Program is ‘not sure’ what crimes he committed that landed him in prison

A University of California Berkeley student who is active with a prison-to-university program now faces two felony charges after allegedly making violent threats toward university staff.

Lamar Bursey (pictured) has been charged with “two felony counts of making criminal threats against two UC Berkeley staff members,” according to Berkeleyside.

“Depending on who I feel was helping or not, 2 people on this email will get shot,” Bursey allegedly wrote, according to the Los Angeles Times.

His alleged threats led to a campus-wide lockdown on Thursday, April 21.

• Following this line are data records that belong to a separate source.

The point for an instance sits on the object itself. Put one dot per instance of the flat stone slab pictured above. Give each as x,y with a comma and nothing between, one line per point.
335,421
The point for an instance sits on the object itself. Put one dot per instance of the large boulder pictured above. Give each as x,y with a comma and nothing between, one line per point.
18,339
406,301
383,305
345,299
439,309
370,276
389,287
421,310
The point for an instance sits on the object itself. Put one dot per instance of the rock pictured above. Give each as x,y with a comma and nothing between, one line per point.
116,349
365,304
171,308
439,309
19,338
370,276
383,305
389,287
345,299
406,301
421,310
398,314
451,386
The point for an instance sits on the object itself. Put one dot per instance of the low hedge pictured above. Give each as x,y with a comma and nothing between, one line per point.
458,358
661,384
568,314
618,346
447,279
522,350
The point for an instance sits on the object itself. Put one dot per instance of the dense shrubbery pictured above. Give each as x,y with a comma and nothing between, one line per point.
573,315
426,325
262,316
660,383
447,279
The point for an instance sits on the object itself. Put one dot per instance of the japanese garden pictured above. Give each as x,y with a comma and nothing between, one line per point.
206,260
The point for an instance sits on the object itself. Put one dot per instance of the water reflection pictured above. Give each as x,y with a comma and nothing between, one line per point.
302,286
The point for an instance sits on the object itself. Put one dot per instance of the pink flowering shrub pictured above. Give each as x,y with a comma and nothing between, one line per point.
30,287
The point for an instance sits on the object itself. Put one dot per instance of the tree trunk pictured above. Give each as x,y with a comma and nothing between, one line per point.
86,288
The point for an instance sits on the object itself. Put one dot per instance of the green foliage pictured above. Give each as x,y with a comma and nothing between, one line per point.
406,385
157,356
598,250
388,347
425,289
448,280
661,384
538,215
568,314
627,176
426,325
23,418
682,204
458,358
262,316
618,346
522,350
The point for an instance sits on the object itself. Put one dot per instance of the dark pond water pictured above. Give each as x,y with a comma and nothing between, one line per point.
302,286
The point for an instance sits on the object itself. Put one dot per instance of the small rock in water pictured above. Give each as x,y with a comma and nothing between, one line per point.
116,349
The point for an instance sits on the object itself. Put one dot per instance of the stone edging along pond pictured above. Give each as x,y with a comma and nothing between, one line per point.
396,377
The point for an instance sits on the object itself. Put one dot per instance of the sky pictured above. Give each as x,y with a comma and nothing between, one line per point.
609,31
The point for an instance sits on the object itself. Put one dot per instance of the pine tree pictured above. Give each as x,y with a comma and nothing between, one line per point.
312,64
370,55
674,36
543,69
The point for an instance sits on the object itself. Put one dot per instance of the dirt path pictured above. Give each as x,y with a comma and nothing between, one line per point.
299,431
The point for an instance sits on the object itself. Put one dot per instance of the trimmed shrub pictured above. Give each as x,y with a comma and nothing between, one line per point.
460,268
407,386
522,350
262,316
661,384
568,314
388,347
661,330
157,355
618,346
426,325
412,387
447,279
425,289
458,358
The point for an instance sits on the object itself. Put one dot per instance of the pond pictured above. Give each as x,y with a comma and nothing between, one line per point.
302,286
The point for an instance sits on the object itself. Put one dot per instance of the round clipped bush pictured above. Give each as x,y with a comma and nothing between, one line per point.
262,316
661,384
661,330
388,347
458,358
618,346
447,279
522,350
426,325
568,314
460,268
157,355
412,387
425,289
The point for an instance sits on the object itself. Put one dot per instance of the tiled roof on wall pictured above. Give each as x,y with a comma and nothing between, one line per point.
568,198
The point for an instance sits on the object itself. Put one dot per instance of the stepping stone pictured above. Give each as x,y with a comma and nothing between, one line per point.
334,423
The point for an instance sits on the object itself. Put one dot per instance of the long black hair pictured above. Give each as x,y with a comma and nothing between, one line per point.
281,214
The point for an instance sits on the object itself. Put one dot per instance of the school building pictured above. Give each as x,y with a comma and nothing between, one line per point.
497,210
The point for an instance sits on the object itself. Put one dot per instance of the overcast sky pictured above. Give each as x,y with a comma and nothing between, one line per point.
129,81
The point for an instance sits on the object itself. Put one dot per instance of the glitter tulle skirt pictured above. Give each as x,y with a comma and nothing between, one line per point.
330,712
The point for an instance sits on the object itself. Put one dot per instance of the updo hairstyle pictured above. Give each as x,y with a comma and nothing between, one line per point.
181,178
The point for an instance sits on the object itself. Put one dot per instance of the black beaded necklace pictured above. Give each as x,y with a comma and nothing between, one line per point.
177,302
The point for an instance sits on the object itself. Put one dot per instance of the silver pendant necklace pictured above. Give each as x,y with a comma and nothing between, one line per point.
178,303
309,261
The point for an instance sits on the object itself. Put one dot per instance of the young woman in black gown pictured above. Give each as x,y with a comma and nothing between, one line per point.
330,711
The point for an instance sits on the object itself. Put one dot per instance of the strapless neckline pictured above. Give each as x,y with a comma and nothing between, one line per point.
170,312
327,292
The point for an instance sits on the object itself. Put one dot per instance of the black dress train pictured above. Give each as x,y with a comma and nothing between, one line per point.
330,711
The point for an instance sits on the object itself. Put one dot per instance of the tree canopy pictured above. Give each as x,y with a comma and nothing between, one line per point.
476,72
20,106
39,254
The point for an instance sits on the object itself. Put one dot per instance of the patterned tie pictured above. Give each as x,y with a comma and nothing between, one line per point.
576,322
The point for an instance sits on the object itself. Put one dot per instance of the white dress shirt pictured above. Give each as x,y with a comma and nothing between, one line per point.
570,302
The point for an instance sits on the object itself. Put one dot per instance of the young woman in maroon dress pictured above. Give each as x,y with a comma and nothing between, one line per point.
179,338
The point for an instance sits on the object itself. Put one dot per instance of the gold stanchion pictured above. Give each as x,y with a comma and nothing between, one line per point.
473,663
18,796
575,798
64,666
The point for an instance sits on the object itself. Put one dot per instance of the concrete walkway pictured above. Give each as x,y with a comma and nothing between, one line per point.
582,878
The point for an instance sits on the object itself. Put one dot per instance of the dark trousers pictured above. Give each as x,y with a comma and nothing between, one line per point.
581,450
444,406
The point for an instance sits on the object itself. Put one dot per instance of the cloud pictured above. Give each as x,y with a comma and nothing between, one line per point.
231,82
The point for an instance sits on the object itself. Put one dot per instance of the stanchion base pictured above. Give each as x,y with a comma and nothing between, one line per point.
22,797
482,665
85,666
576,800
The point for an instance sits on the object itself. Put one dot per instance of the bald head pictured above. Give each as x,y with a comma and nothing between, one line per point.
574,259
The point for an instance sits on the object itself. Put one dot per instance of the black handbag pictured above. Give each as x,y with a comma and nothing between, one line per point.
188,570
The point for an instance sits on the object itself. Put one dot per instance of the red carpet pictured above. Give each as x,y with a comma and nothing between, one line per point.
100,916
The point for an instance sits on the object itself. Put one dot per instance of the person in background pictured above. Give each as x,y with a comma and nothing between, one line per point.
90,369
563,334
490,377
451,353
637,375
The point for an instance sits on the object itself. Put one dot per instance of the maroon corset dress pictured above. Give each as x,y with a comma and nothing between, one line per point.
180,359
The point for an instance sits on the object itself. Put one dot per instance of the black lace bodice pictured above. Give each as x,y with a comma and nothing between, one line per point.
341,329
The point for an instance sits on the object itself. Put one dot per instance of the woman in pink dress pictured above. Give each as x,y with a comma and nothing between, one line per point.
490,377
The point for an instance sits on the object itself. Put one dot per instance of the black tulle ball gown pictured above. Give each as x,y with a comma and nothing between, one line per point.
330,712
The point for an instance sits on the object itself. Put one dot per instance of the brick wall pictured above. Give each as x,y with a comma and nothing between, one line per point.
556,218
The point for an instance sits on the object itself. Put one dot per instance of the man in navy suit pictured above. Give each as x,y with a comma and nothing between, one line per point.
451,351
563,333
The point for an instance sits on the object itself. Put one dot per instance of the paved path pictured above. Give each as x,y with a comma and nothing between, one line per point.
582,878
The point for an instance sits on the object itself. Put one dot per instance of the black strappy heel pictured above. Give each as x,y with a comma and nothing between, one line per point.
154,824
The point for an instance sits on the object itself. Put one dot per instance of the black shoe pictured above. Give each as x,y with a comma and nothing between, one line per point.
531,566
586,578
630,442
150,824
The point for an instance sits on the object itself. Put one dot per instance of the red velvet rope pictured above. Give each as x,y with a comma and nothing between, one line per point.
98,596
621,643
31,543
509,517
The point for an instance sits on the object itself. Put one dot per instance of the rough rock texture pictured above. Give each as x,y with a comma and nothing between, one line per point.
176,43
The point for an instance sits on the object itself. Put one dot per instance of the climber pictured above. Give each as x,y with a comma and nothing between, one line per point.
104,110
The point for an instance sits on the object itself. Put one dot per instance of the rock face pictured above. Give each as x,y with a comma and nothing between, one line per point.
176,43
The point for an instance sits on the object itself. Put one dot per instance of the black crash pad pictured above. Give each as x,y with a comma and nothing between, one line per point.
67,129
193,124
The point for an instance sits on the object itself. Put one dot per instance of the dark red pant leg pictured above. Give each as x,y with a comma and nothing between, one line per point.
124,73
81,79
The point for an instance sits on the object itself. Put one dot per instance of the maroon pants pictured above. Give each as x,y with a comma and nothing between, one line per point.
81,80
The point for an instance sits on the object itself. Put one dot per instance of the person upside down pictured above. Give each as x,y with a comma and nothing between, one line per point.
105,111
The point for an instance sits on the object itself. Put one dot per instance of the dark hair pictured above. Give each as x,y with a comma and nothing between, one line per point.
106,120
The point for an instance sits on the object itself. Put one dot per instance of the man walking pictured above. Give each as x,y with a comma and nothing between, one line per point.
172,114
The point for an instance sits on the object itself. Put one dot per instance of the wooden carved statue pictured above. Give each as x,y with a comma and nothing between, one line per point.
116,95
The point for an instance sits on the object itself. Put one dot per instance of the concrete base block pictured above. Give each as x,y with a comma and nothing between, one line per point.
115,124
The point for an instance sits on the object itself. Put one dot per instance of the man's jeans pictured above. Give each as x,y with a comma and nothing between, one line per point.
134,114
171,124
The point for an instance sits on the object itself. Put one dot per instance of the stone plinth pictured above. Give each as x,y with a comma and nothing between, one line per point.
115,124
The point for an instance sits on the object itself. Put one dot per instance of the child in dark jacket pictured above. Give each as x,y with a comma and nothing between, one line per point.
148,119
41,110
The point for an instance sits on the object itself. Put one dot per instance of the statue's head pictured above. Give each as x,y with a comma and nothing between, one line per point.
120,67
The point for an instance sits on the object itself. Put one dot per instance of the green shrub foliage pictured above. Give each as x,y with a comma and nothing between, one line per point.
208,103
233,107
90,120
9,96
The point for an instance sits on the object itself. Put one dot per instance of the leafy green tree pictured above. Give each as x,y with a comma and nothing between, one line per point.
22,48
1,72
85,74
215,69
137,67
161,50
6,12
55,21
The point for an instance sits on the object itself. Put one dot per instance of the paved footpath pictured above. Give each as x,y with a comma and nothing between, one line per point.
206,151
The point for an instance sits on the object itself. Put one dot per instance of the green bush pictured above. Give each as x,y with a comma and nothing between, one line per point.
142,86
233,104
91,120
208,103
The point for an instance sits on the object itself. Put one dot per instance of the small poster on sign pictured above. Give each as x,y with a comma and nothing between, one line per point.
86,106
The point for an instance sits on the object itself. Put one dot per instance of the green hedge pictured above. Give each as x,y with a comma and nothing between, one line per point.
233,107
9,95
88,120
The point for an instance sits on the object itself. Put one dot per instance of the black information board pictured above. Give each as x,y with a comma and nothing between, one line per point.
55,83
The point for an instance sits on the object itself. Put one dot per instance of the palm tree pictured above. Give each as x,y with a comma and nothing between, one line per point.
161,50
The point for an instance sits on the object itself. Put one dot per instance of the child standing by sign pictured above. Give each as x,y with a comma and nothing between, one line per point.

Bursey is a member of the university’s Underground Scholars program although the initiative, partially led by students,  scrubbed his name from the website.

He worked as an “Outreach Program Coordinator” recruiting other released felons to attend UC Berkeley.

The prison program’s student coordinator told The College Fix she did not know any details about Bursey’s criminal background.

“I’m not sure,” Underground Scholars coordinator Shani Shay told The Fix on Monday when asked about Bursey’s criminal past. “I just know Lamar was an Underground scholar and we tried to support him the best we could.”

The initiative “creates a pathway for incarcerated, formerly incarcerated and system impacted individuals into higher education.”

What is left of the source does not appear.